For the month my IRA declined 4.1%. The main reason for the loss was that I positioned the portfolio for a brightening outlook driven by monetary stimulus and short-term fixes in Europe. I expected the yield curve to steepen, the dollar to decline, and US economic data to remain passable. Well the increasing monetary stimulus may have started yesterday, the last day of the month, but was too little too late to allow my portfolio to recover. Part way through the month I "cried uncle" and retreated to about a 60% cash position, allowing for a more peaceful night of sleep but also removing the opportunity to fully participate in upside. Yesterday I did move back into financials and shorted longer-term treasuries based on the coordinated actions of the central banks. However, my cash position remains close to 30%, highlighting my uncertain outlook about the direction of the market in the short-term.

Over the next month I expect a "Santa Claus" rally based on increased central bank activity, a large amount of cash on the sidelines, and possibly some short-term fixes in Europe. Of course, I was too optimistic about European politics last month, thus a more conservative portfolio this time.
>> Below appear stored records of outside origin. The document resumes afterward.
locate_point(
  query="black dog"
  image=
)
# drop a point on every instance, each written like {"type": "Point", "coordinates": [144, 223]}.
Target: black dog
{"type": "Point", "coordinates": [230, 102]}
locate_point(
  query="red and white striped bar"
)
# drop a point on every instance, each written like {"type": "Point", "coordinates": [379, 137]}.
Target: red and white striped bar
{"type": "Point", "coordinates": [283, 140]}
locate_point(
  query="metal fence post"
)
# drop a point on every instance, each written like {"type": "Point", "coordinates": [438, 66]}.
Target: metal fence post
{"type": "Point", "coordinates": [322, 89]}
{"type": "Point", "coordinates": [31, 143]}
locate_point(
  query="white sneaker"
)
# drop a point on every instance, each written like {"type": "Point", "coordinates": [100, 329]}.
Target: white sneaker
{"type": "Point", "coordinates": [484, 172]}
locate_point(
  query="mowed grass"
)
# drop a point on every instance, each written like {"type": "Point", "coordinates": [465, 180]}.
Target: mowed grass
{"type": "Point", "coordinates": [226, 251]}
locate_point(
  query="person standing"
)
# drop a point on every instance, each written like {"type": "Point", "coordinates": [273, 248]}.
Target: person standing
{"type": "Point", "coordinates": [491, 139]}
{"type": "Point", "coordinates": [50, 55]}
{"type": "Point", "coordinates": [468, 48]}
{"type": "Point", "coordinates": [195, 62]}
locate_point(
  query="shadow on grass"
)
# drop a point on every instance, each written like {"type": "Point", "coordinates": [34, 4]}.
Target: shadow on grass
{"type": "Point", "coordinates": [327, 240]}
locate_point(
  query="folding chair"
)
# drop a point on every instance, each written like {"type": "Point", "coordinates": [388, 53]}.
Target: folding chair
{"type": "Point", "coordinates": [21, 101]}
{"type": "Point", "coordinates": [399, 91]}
For the trailing year my IRA has increased 19.9%, outpacing the S&P 500 annual increase of 5.6%. The top fund increased 42.6% over the past year, which was Vanguard Extended Duration Treasury Index Instl. Of the over 16,000 funds the 20th best performing fund produced a one-year increase of 19.8%, based on Morningstar. The average performance of funds over the past year was an increase of 2.1%. Obviously the average fund has underperformed the market, suggesting fund managers may try to play catch-up in December if the markets start to rally.